Martyna Wojciechowska świętuje 90. urodziny ojca. W sieci zamieściła niezwykłe zdjęcia i wzruszający wpis
„To On mi pokazał, że niemożliwe nie istnieje” przyznaje dziennikarka
Podróżniczka, która od lat sama jest mamą, zawsze podkreśla, jak ważna jest relacja dziecko-rodzic. Właśnie dlatego na każdym kroku podkreśla, jak wiele znaczą w jej życiu rodzice. Teraz opublikowała wyjątkowy wpis, w którym opowiedziała o swoim ojcu, Stanisławie, który świętuje 90. urodziny!
Martyna Wojciechowska świętuje 90. urodziny ojca
Martyna Wojciechowska postanowiła pochwalić się wyjątkową fotografią z ojcem. Okazuje się, że Stanisław Wojciechowski świętuje dziś urodziny. I to nie byle jakie! Ojciec dziennikarki właśnie przeżył okrągłe 90 wiosen. W wyjątkowej publikacji na Instagramie podróżniczka postanowiła złożyć ojcu życzenia, przy okazji przybliżając swoim obserwatorom ich relację. „90 LAT! Mój kochany TATA STASIO kończy dzisiaj 90 lat! To On mi pokazał, że niemożliwe nie istnieje, bo nie znam bardziej wytrwałego (czy raczej upartego) człowieka na świecie. Jeśli coś sobie zaplanował, to nigdy nie odpuszczał” rozpoczęła.

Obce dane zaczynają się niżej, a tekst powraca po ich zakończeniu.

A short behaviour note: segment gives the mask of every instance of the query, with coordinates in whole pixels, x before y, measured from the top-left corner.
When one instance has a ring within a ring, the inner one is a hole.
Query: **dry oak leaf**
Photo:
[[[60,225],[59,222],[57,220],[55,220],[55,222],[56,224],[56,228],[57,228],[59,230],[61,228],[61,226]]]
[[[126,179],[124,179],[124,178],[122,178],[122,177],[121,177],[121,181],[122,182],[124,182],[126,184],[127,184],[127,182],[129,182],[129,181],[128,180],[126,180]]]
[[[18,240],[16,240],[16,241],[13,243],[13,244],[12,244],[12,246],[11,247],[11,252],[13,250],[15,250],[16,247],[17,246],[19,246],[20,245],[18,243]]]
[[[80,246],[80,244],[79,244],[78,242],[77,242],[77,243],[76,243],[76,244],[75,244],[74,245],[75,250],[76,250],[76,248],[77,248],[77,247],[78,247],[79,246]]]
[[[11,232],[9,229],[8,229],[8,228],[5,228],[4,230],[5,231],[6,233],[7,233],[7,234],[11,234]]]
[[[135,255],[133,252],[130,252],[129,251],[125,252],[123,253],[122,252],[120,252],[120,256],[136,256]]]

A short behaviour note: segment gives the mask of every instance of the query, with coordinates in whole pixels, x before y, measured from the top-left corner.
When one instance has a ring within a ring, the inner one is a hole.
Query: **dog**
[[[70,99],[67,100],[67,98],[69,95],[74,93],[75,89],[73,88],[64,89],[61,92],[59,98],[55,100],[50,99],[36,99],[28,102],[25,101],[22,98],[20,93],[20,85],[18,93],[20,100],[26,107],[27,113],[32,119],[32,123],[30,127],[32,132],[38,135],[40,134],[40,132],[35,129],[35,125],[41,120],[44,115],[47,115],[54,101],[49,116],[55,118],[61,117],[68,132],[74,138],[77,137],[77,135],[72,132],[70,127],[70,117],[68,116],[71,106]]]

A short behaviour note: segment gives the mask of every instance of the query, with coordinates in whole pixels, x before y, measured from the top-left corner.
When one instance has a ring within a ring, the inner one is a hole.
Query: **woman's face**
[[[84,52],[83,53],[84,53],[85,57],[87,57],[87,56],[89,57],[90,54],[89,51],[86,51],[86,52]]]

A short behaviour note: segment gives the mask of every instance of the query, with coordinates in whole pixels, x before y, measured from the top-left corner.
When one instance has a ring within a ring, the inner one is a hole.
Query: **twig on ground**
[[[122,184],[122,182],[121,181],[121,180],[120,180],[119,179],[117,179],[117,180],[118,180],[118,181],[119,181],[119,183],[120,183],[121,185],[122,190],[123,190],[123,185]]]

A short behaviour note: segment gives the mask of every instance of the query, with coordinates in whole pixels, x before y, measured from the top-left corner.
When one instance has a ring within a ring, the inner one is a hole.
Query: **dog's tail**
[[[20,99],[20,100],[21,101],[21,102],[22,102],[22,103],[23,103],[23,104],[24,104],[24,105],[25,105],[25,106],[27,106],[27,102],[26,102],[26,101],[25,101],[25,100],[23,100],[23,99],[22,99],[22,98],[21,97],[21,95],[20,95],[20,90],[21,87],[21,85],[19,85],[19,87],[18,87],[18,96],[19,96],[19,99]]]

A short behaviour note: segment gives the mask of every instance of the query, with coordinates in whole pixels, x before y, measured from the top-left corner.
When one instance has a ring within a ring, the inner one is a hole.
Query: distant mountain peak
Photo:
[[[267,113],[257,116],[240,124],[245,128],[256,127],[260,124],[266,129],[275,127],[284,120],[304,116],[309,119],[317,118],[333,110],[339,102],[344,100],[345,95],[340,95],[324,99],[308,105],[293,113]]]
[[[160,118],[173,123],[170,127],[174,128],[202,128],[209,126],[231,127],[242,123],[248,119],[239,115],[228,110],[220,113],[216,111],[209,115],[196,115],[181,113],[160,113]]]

„Tata i ja mamy mocne charaktery, potrafiliśmy mieć też bardzo intensywne wymiany zdań i (delikatnie mówiąc) bardzo się ścieraliśmy, ale jednocześnie to Stasio był i jest moim największym fanem. Ma w domu swoją prywatną kolekcję z każdym, KAŻDYM nawet tym najmniejszym wycinkiem z prasy ze mną. Oraz setki godzin nagrań na kasetach VHS moich wystąpień w telewizji, które czasem każe oglądać gościom i każdemu z osobna opowiada, że ma najwspanialszą córkę na świecie. No, bywa to uciążliwe :-)” zażartowała podróżniczka.
Zobacz również: Adoptowana córka Martyny Wojciechowskiej nie zawsze jej ufała: „Siadłam i płakałam”
Martyna Wojciechowska o relacji z ojcem
„To Tata zaraził mnie miłością do motoryzacji, spędzałam z Nim każdą wolną chwilę w warsztacie samochodowym, a jakoś nie mogłam dotrzeć do kuchni, żeby pomóc Mamie... Pewnie dlatego do dziś lepiej potrafię wymienić klocki hamulcowe niż upiec ciasto (szczerze mówiąc to nie upiekłam ani jednego)” wyznała dziennikarka w dalszej części wpisu.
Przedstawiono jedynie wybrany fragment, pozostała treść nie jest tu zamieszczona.